Die Politik und der Großteil der „liberalen“ Medien, besonders jene in den USA und in Westeuropa, legen hinsichtlich Ungarns eine überaus harsche Gangart an den Tag. Die steht ganz im Gegensatz zur Zurückhaltung, mit der Link(sliberal)e autoritären Regimes wie in Russland, Weißrussland oder Rotchina – pardon der „Volksrepublik China“ – begegnen. Dies war schon zu registrieren, bevor die Magyaren im Frühjahr 2010 die acht Jahre währende Herrschaft von Sozialisten und Liberalen demontierten und „Gottseibeiuns“ Viktor Orbán und sein christlich-nationalkonservatives Parteienbündnis Fidesz-KDNP mit einer parlamentarischen Zweidrittelmehrheit ausstatteten.
Die Wähler wollten, dass Orbán mittels dieser „Revolution an der Wahlurne“ das an den Rand des Abgrunds gebrachte Land wieder in Ordnung bringt. Sie wollten auch die Wende von 1989/90 – und damit die Revolution von 1956 – vollenden.
Paul Krugman hatte nach Orbáns Erfolg in der „New York Times“ quasi die Wiedererrichtung einer postsowjetischen autoritären Herrschaft in Ungarn an die Wand gemalt. In dieselbe Kerbe schlug der britische „Guardian“, der Orbán einen autoritären Politiker nannte. Die „Washington Post“ ging sogar noch weiter und verglich Ungarn mit Weißrussland unter Aljaksandr Ryhorawitsch Lukaschenko und Russland unter Wladimir Putin.
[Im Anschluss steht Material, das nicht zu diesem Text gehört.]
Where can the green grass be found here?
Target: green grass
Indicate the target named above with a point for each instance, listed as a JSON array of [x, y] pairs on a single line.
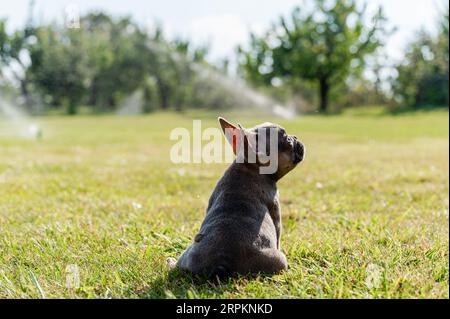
[[100, 193]]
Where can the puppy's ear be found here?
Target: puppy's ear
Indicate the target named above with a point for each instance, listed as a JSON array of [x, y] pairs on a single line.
[[232, 133]]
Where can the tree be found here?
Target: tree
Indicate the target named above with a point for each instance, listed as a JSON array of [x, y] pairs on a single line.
[[423, 74], [59, 67], [324, 44]]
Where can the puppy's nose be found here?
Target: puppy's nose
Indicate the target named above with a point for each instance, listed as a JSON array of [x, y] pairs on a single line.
[[299, 152]]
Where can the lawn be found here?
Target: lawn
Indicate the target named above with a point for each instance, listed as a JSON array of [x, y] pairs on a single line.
[[366, 215]]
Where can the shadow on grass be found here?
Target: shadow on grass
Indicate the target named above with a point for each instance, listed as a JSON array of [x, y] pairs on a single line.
[[181, 284]]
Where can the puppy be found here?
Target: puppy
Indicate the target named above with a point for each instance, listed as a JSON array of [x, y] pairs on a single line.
[[242, 228]]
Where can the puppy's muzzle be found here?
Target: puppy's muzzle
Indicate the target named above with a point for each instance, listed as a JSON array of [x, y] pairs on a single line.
[[299, 151]]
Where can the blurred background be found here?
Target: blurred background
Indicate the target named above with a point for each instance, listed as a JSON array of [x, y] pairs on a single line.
[[285, 57]]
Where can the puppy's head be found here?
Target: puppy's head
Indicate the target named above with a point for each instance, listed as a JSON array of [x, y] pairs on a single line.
[[266, 145]]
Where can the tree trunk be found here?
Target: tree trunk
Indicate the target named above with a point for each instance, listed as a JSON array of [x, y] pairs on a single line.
[[26, 95], [324, 91], [163, 95]]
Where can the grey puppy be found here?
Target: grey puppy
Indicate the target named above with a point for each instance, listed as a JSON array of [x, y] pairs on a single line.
[[242, 228]]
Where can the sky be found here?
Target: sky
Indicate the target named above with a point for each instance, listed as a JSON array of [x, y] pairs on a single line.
[[224, 24]]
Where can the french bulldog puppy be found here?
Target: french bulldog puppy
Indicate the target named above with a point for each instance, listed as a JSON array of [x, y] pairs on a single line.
[[241, 231]]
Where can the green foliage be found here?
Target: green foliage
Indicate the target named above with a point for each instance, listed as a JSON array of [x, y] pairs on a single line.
[[324, 44], [371, 193], [423, 75]]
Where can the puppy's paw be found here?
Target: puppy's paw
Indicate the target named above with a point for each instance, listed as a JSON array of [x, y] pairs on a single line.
[[171, 262]]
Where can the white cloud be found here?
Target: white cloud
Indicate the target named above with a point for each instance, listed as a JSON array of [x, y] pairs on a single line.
[[222, 32]]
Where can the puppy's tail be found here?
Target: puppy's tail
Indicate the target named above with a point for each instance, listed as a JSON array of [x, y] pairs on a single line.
[[220, 272]]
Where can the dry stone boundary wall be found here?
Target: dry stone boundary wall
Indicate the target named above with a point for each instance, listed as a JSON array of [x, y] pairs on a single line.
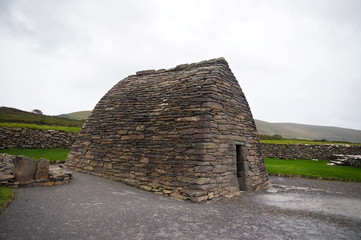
[[306, 151], [34, 138]]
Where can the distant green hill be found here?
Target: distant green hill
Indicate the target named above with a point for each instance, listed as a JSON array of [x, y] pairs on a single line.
[[12, 115], [303, 131], [286, 130], [81, 115]]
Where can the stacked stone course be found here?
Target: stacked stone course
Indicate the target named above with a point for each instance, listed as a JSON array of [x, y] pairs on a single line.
[[174, 132], [307, 151], [35, 138]]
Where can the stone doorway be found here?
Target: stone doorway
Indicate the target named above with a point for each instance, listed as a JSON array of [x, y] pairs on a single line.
[[241, 165]]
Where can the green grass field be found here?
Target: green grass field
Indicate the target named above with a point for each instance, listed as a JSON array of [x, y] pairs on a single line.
[[300, 141], [5, 196], [50, 154], [312, 168], [41, 127], [12, 115]]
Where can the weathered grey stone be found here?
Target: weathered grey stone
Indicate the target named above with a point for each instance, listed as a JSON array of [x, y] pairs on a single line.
[[25, 169], [43, 170], [164, 131]]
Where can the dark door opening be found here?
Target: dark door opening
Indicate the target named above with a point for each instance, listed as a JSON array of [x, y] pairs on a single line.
[[241, 173]]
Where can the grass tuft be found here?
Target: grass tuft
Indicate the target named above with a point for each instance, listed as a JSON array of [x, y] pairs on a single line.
[[41, 127], [50, 154], [6, 194]]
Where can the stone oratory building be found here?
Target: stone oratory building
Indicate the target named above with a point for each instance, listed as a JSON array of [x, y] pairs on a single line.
[[186, 132]]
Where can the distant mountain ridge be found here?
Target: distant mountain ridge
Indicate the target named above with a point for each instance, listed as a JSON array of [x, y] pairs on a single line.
[[286, 130], [81, 115]]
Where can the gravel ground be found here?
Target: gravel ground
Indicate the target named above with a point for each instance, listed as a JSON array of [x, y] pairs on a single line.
[[96, 208]]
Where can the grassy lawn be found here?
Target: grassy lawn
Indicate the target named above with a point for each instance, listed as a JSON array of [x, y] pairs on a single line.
[[50, 154], [12, 115], [5, 196], [312, 168], [41, 127], [300, 141]]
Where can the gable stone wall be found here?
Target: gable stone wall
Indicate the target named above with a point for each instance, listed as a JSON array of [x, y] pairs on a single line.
[[173, 132]]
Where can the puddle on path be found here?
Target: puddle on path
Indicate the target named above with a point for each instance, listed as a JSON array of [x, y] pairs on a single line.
[[311, 199]]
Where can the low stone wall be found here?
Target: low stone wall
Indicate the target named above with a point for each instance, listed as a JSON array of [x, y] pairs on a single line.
[[347, 160], [12, 176], [306, 151], [34, 138]]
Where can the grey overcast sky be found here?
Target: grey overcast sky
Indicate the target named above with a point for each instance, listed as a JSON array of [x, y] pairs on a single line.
[[296, 60]]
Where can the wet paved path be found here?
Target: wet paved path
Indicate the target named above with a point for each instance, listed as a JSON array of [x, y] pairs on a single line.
[[96, 208]]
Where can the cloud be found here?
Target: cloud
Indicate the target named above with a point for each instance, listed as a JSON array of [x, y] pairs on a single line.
[[297, 61]]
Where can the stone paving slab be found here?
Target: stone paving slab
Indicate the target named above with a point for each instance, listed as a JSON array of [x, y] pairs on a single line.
[[95, 208]]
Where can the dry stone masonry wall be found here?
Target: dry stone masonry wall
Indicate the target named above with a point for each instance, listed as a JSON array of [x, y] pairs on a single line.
[[20, 171], [306, 151], [34, 138], [186, 132]]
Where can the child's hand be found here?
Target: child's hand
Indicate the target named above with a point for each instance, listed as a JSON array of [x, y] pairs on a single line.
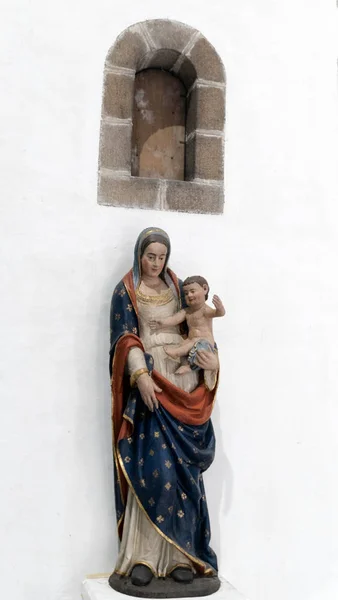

Charles Gati, während des Volksaufstands 1956 junger ungarischer Journalist, der es nach seiner Flucht zum Politologie-Professor an der Johns Hopkins-Universität brachte, schrieb in einem Gastkommentar für die „Times“, dass Ungarn „nicht länger als westliche Demokratie“ bezeichnet werden dürfe. In der „Washington Post“ führten Gati und der ehemalige US-Botschafter in Ungarn, Mark Palmer, sowie Miklós Haraszti, Professor an der Columbia Law School, vormals OSZE-Beauftragter für Medienfreiheit, ins Treffen, die ungarische Demokratie sei in einem so beklagenswerten Zustand, dass Radio Free Europe (RFE) seine Berichterstattung über Ungarn wiederaufnehmen möge.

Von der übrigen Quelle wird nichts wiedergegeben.